Set name description Criteria to be detected
s1 Primary filter; most recent disclosures are detected with this - Only one record whose Purpose is "carrier" (or related)
- bgCAS is '7732-18-5'
- at least 50% PercentHFJob
- total % of disclosure is 95% > x > 105%
s2 More than one record as the carrier;
covers situations, for example, where there are two water records
(fresh and produced) and where other chemicals are also labeled as part of the carrier.
It is important to include all water carrier records
to avoid underestimating carrier mass
- More than one record whose Purpose is "carrier" (or related)
- at least one bgCAS is '7732-18-5'
- total of water records is at least 50% PercentHFJob
- total % of disclosure is 95% > x > 105%
s3 No carrier records labeled; but clear water record with typical percentage - bgCAS is '7732-18-5'
- at least 40% PercentHFJob
- IngredientName contains phrase "including mix water"
- total % of disclosure is 95% > x > 105%
s4 Like s3, but CAS number missing; still obvious water record - CASNumber is empty
- at least 60% PercentHFJob
- IngredientName contains phrase "including mix water"
- total % of disclosure is 95% > x > 105%
s5 Like s1 but no carrier records are labeled;
- bgCAS is '7732-18-5'
- at least 50% PercentHFJob
- total % of disclosure is 95% > x > 105%
s6 CASNumber missing but clear carrier label - bgCAS is ambiguousID
- single record with a carrier Purpose
- IngredientName is either "carrier" (or related) or has "water" in it
- TradeName has "water" in it
- 50% < %HFJob < 100%
- total % of disclosure is 95% > x > 105%
s7 Like s1, but for "salted" water
Note that even though the record is labeled with the salt CAS number,
the predominant mass is water
- Only one record whose Purpose is "carrier" (or related)
- bgCAS is either '7747-40-7' (kcl) or '7647-14-5' (nacl)
- at least 50% PercentHFJob
- total % of disclosure is 95% > x > 105%
s8 Common pattern in the older disclosures (incl.
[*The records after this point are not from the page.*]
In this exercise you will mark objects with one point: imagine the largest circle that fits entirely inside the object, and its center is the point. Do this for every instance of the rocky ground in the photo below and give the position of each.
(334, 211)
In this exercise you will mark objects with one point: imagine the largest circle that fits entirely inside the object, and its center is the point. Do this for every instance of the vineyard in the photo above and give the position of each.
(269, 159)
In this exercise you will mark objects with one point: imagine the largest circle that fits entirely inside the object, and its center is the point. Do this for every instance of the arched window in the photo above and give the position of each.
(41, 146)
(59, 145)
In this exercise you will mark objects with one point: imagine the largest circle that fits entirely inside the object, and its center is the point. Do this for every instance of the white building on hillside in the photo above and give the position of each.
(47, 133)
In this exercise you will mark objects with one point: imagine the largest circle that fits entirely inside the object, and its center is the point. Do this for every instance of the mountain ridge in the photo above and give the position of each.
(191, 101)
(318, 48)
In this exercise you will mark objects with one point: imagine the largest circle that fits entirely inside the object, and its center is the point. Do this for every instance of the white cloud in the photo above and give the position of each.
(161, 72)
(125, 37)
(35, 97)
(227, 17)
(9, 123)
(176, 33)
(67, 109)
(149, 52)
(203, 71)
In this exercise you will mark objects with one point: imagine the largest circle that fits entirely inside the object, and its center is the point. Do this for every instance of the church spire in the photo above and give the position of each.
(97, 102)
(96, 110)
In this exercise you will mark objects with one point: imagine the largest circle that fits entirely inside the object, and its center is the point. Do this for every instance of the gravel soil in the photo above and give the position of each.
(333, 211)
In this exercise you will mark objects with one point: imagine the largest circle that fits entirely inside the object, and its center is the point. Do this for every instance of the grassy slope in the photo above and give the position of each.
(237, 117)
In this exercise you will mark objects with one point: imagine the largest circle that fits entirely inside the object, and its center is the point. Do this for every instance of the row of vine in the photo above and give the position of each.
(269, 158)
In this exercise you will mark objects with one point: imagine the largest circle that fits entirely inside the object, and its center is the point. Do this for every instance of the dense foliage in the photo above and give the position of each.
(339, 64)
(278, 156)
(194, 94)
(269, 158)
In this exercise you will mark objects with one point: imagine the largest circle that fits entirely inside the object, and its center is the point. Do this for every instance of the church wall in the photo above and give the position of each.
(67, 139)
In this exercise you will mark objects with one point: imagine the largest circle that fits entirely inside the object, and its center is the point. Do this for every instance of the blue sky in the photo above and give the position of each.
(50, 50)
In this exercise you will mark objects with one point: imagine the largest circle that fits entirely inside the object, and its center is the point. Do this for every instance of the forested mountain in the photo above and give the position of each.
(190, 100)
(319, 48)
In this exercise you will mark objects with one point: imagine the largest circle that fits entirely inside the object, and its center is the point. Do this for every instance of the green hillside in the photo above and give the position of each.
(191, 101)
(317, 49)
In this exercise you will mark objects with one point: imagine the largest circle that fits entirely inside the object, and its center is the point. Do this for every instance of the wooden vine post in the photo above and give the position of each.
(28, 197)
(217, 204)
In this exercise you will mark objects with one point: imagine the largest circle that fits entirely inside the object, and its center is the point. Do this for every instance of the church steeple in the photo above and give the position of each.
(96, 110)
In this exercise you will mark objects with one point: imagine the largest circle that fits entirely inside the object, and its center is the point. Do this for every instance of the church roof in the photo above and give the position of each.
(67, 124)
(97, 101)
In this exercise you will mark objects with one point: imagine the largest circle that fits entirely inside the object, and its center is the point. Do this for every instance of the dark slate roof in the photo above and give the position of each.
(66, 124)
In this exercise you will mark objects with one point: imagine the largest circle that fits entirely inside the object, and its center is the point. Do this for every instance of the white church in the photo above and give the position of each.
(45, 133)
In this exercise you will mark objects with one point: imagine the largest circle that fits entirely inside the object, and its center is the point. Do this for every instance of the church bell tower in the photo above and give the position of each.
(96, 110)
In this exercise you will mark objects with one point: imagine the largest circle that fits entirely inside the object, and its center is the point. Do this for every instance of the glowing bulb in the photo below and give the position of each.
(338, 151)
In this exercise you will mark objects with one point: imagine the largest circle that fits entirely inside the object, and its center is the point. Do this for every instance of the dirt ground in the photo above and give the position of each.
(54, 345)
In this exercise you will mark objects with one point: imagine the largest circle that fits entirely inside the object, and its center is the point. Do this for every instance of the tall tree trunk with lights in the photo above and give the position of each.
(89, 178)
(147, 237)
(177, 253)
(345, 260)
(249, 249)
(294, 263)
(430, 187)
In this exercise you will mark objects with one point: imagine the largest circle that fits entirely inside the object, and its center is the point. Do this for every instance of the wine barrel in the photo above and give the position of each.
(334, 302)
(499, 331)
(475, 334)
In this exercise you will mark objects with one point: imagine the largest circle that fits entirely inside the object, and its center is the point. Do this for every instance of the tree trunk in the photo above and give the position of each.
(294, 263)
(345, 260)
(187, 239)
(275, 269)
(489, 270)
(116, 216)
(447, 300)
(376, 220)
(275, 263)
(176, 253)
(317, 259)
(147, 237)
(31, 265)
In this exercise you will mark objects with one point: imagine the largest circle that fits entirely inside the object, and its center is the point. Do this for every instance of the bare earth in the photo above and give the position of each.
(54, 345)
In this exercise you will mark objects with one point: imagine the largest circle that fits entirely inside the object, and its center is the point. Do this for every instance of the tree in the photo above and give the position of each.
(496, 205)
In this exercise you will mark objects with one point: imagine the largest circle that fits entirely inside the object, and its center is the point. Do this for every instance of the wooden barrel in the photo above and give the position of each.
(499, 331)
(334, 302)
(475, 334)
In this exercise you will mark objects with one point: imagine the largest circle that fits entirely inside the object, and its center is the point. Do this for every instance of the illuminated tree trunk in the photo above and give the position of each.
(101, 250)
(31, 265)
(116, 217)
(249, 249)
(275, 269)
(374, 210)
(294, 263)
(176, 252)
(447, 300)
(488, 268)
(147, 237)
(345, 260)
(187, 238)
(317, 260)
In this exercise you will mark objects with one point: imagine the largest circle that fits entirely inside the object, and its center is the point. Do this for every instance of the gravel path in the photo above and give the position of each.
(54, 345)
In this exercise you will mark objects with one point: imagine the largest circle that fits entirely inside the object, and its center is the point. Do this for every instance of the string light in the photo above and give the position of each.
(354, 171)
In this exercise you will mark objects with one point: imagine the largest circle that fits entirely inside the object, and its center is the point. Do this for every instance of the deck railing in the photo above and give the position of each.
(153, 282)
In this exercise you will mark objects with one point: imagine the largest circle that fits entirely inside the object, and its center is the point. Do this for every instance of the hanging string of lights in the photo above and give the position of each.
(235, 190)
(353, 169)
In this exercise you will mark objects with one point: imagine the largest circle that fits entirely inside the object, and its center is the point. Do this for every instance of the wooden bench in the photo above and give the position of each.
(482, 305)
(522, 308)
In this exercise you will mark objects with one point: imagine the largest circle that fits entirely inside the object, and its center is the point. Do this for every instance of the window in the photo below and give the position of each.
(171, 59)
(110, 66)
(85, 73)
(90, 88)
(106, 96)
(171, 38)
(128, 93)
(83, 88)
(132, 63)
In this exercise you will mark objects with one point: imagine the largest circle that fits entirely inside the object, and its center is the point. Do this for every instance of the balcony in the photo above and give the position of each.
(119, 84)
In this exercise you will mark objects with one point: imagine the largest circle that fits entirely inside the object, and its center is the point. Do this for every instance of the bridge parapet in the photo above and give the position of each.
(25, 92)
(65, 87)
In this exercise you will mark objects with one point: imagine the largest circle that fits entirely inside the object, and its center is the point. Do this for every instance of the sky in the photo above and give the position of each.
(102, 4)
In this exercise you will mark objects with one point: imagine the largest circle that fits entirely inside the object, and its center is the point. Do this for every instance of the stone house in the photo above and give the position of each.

SkyTruth archive) - bgCAS is ambiguousID or 7732-18-5
- IngredientName is MISSING
- Purpose is "unrecorded purpose"
- TradeName has either "water" or "brine"
- can be one or two records in each disclosure
- 50% < sum of PercentHFJob of these records < 100%
- total % of disclosure is 95% > x > 105%
s9 Common pattern in the older disclosures (incl. SkyTruth archive) - bgCAS is ambiguousID or 7732-18-5
- IngredientName is MISSING
- Purpose is one of the standard carrier words or phrases
- TradeName has either "water" or "brine"
- can be one or two records in each disclosure
- 50% < sum of PercentHFJob of these records < 100%
- total % of disclosure is 95% > x > 105%
s10 A pattern seen in later disclosures:
the carrier is only reported in the top part of the
systems approach section under the "Listed Below" CASNumber.
The actual PercentHFJob value isn't even reported in the PDF
version, but is in the bulk download.
- CASNumber is "Listed Below"
- record has a carrier Purpose
- PercentHFJob>50 %
- TradeName has "water" in it
- total % of disclosure is 95% > x > 105%

Disclosures with detected problems for determination of water carrier ID¶

code description
0 Disclosure has no valid chemical records.
1 TotalBaseWaterVolume is empty or 0 gallons.
2 None of the chemical records have non-zero PercentHFJob.
3 The sum of PercentHFJob values for valid CAS records is larger than limit (105%)
4 The sum of PercentHFJob values for all records excluding SystemApproach is larger than limit (105%)
5 PercentHFJob of all "proppant" records is greater than 50% (not used after v16)
6 The sum of PercentHFJob values for all records is less than 90% - a partial disclosure
7 PercentHFJob of Nitrogen or Carbon Dioxide records is greater than 50% (so carrier will be smaller) (not used after v16)
8 PercentHFJob of Chlorine dioxide records is 100% (it is typically an additive to the water; not a replacement) (added 3/2023, after v16).
9 PercentHFJob of Nonwater carrier record too large (>50%) (added 3/2023, after v16).